Donne’s Garden of Misery

Donne’s “Twickenham Garden” plays with references to the Garden of Eden and imagery of liquids, such as tears and wine, to illustrate the conflict the narrator is under by loving a married woman. Since Twickenham Garden was the “home of Lucy, Countess of Bedford, Donne’s patroness and friend,” the unattainable woman that the narrator loves in the poem is Lucy (Rumrich and Chaplin 29). The poem starts with “sighs” and “tears,” which can be both the signs of the coming spring with wind and rain, as well as the narrator’s own lamentation (Donne 29, l. 1). Donne uses “spring” as both the season and a body of water (29, l. 2). Spring is a happy season because it is the time of the fresh plant life, which is also the time of the narrator discovering his love for Lucy. As a body of water, the spring is the source of the water for a river or creek. The narrator is searching for the source of his unhappiness.

The narrator relates the Garden of Eden to Twickenham Garden by calling it “True Paradise,” because like in the story of Adam and Eve where Satan comes to destroy their bliss, a woeful character, the narrator himself, has come to the garden (30, l. 9). The narrator wishes the garden was frozen in “winter” so that the happiness of the garden would not torment him (30, l. 10). In relation to winter, it would have been better for the narrator’s love to be perpetually frozen, and for the rains of spring to not have bloomed his love, because it will always be unrequited. The narrator returns to the imagery of tears by wishing he was a “stone fountain weeping” (30, l. 18). The stone is an inanimate object and thus cannot feel yet is attributed with the action of crying, which is an expression of sadness. This juxtaposition serves to allude that even if the narrator was a “senseless piece,” he would not be able to get rid of his grief over his unrequited love (30, l. 14). Donne uses “senseless” as both not having physical senses, thus not being able to feel pain, and not having any sense or intelligence as to what is going on, being aware that the narrator loves this woman and not being able to do anything about it (30, l. 14).

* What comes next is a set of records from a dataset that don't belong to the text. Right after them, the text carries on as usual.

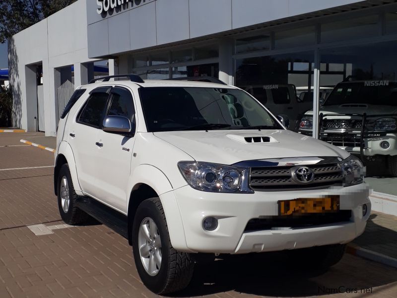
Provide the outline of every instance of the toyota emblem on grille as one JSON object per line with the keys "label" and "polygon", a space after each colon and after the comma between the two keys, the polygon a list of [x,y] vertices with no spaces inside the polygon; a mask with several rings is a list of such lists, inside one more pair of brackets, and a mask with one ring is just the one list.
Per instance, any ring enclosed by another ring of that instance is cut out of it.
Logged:
{"label": "toyota emblem on grille", "polygon": [[314,173],[307,166],[295,167],[291,169],[292,180],[300,183],[308,183],[314,180]]}

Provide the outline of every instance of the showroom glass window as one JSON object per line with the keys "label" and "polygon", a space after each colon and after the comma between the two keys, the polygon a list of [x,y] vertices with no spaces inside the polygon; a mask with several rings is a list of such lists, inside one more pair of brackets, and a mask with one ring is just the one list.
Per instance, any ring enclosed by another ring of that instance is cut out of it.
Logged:
{"label": "showroom glass window", "polygon": [[302,115],[313,108],[313,52],[237,59],[236,85],[274,115],[287,116],[289,129],[296,131]]}

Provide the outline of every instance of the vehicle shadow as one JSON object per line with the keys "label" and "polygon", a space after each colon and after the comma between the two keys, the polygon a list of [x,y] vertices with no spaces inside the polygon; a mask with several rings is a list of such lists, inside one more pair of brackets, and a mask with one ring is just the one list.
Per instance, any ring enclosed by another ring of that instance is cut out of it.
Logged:
{"label": "vehicle shadow", "polygon": [[377,218],[377,215],[371,215],[365,231],[353,242],[363,248],[397,258],[397,228],[394,230],[378,224],[378,221],[383,220]]}

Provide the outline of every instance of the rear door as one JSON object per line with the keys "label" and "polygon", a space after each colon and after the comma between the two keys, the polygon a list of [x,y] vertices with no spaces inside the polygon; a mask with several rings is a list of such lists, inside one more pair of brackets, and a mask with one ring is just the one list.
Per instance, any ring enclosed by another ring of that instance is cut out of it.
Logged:
{"label": "rear door", "polygon": [[122,116],[131,122],[131,134],[119,134],[99,131],[97,142],[103,144],[98,150],[95,184],[96,197],[118,210],[127,213],[127,185],[130,177],[131,158],[135,142],[135,108],[130,91],[115,87],[111,91],[106,115]]}
{"label": "rear door", "polygon": [[97,88],[71,124],[68,142],[73,151],[78,181],[81,189],[92,196],[96,193],[95,176],[100,146],[98,134],[102,128],[110,87]]}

In using “crystal vials,” the narrator associates his tears with being an alchemical solution to test the trueness of another’s love (30, l. 19). The narrator is elevating his love as the highest standard of true love by which all other loves should be compared. When the narrator says, “hearts do not in eyes shine,” he is saying that one cannot tell if someone’s love is true by looking in their eyes (30, l. 23). By discrediting another possible test of looking into one’s eyes into the window of their soul, the narrator is selling his tears as there is no other gain to be received from his love. Wine is made from fermented grapes, and so in the narrator saying his tears are “love’s wine” shows that his sorrow has festered by being unable to have his love fulfilled (30, l. 20). It is process to create wine, and the same applies to the creation of his tears. Since he has labored in producing his tears, he makes uses of them by selling them in vials. The narrator’s love is unrequited because Lucy is faithful to her husband as “none is true but she” (30, l. 26). Where other women would be unfaithful and have an affair with the narrator, his love is made more painful by Lucy’s trueness.

Donne, John. “Twickenham Garden.” Seventeenth Century British Poetry. Ed. John P. Rumrich and Gregory Chaplin. New York: Norton, 2006. 29-30. Print.